There are 27 parks in Nevada’s state park system. Here are 10 to add to your bucket list.

Galyna Andrushko/Shutterstock
Galyna Andrushko/Shutterstock
Galyna Andrushko/Shutterstock

Valley of Fire

By far the most famous of Nevada’s state parks, Valley of Fire gets its name from the striking red Aztec sandstone that covers much of its 46,000 acres. The way the light hits the stunning rock formations around sunset makes the valley look like it’s on fire-making it a very popular area for all manner of photographer and influencer, especially since it’s a relatively short (about one hour) drive from Las Vegas.

Established in 1935, it’s the oldest state park in Nevada, but its history goes back much farther. The vibrant red sandstone was formed by shifting sand dunes 150 million years ago, which is easy to imagine when gazing out at formations like the sprawling Fire Wave or the equally impressive White Domes. You’ll also see ancient, petrified trees and 2,000-year-old petroglyphs. And again: lots and lots of influencers.

Photo by Susan Mowers, courtesy of TravelNevada
Photo by Susan Mowers, courtesy of TravelNevada
Photo by Susan Mowers, courtesy of TravelNevada

Sand Harbor

Located on the Nevada side (and, let’s be honest, the better side) of Lake Tahoe-North America’s largest alpine lake and one of the best lakeshores in the US and beyond-Sand Harbor has some of the best this area has to offer: Crystal-clear aquamarine water, a sandy beach that stretches for half a mile, and the stately cedars, pines, granite rock formations emblematic of the Sierras. Pack a picnic, rent some kayaks at Sand Harbor Rentals, or ride your bike on the paved Tahoe East Shore Trail.
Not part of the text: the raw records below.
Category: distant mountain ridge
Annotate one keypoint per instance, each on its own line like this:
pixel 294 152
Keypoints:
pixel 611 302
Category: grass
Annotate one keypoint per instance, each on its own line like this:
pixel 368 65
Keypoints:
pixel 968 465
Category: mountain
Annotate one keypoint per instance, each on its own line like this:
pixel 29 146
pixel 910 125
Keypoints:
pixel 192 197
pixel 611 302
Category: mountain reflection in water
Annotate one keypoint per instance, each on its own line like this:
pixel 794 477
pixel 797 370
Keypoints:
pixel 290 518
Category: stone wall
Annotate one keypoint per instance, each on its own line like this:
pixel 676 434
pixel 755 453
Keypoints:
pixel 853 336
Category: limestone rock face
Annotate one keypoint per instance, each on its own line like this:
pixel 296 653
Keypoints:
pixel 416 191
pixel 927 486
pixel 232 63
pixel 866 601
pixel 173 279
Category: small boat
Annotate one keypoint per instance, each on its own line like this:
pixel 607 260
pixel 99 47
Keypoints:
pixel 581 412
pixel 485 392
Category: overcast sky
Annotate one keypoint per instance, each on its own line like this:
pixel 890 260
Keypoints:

Note: Sand Harbor is closed until September 17th due to poor air quality caused by the ongoing Caldor Fire.

Arlene Waller/Shutterstock
Arlene Waller/Shutterstock
Arlene Waller/Shutterstock

Cathedral Gorge

Imagine if Bryce Canyon and Badlands had a baby and hid it in rural Nevada where no one would think to look for it-that’s Cathedral Gorge State Park in southeastern Nevada. The cathedral-like spires and hoodoos that jut out from the bottom of the canyon floor hide winding slot canyons that can get claustrophobically narrow. You’ll find yourself surrounded by towering walls formed tens of millions of years ago by layers of volcanic ash hundreds of feet thick, and you’ll want to explore the shallow, pitch-black caves carved into those walls by time.
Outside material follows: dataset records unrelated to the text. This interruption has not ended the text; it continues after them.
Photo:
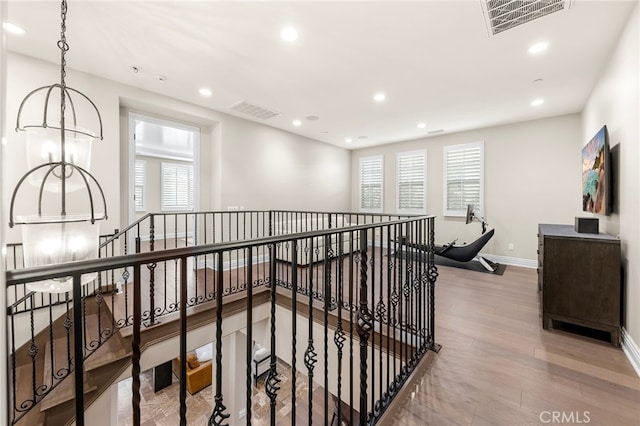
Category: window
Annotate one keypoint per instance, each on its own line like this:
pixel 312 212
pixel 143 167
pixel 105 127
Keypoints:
pixel 140 178
pixel 177 187
pixel 411 178
pixel 463 178
pixel 371 184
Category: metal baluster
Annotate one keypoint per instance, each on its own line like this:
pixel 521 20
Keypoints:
pixel 294 318
pixel 433 275
pixel 352 259
pixel 152 272
pixel 249 379
pixel 78 349
pixel 390 266
pixel 271 384
pixel 135 345
pixel 364 327
pixel 183 341
pixel 327 300
pixel 338 336
pixel 310 356
pixel 219 416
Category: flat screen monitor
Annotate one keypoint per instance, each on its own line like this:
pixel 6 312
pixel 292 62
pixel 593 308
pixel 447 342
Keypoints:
pixel 469 213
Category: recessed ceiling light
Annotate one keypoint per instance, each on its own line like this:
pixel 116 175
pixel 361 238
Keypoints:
pixel 538 48
pixel 12 28
pixel 289 34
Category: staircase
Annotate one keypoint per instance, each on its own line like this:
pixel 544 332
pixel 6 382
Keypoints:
pixel 102 366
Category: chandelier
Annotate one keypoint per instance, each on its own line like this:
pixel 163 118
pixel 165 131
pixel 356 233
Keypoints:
pixel 60 226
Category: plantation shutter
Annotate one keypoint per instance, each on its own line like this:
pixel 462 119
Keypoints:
pixel 177 187
pixel 463 178
pixel 411 182
pixel 139 183
pixel 371 184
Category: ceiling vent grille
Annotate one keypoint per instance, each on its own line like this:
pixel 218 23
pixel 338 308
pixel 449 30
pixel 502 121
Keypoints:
pixel 253 110
pixel 503 15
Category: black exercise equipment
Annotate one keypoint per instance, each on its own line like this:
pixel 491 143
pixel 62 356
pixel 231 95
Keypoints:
pixel 469 252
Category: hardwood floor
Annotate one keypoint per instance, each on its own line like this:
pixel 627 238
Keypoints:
pixel 498 366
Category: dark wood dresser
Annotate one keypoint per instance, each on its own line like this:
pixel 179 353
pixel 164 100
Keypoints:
pixel 579 277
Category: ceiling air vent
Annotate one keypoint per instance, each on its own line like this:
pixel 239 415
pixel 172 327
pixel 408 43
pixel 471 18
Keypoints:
pixel 502 15
pixel 253 110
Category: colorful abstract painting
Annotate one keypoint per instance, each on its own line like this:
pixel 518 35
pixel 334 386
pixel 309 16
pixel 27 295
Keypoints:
pixel 594 174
There is a haunting beauty to this lesser-known park, between the spooky slot canyons and the stately, mostly abandoned stone structures built by the Civilian Conservation Corps in the 1930s. Plus, this part of Nevada boasts some of the darkest skies in the state, making this an excellent place for stargazing against the dramatic backdrop of the spires. The Las Vegas Astronomical Society even hosts seasonal star parties.
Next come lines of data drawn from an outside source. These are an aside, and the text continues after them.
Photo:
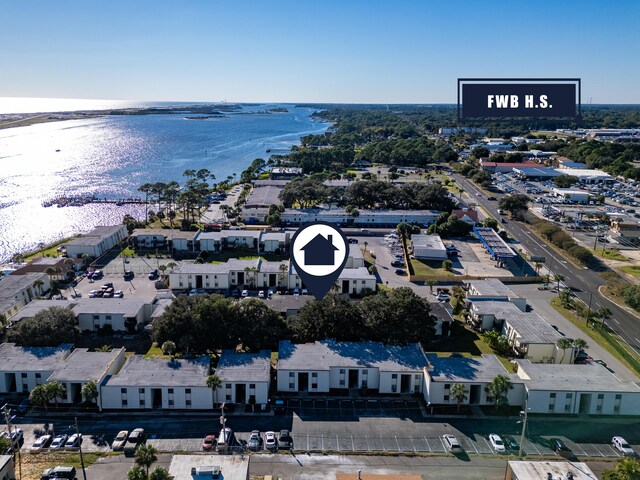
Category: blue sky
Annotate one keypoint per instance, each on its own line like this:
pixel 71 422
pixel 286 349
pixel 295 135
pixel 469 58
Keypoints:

Photo by Sydney Martinez, courtesy of TravelNevada
Photo by Sydney Martinez, courtesy of TravelNevada
Photo by Sydney Martinez, courtesy of TravelNevada

Big Bend of the Colorado

Located in the southernmost tip of Nevada on the shores of the Colorado River, Big Bend of the Colorado is an extremely popular spot in the summertime for sweaty Las Vegans looking to cool off. For better or worse, this is a party river, with two miles of beach, a boat launch, shaded picnic areas, and year-round campgrounds. You’ll see plenty of kayakers and jet skiers, and even more people just hanging out. This is not the state park to visit when seeking solitude and serenity, but if you’re raring to socialize with a cooler full of beer in tow, this is your spot. It’s also 15 minutes away from Laughlin, which is basically a Las Vegas-by-the-River (but, like, a very quirky, semi-tacky version of Vegas). During the winter months, it gets a lot quieter, and hikers will enjoy exploring the many canyons in the area.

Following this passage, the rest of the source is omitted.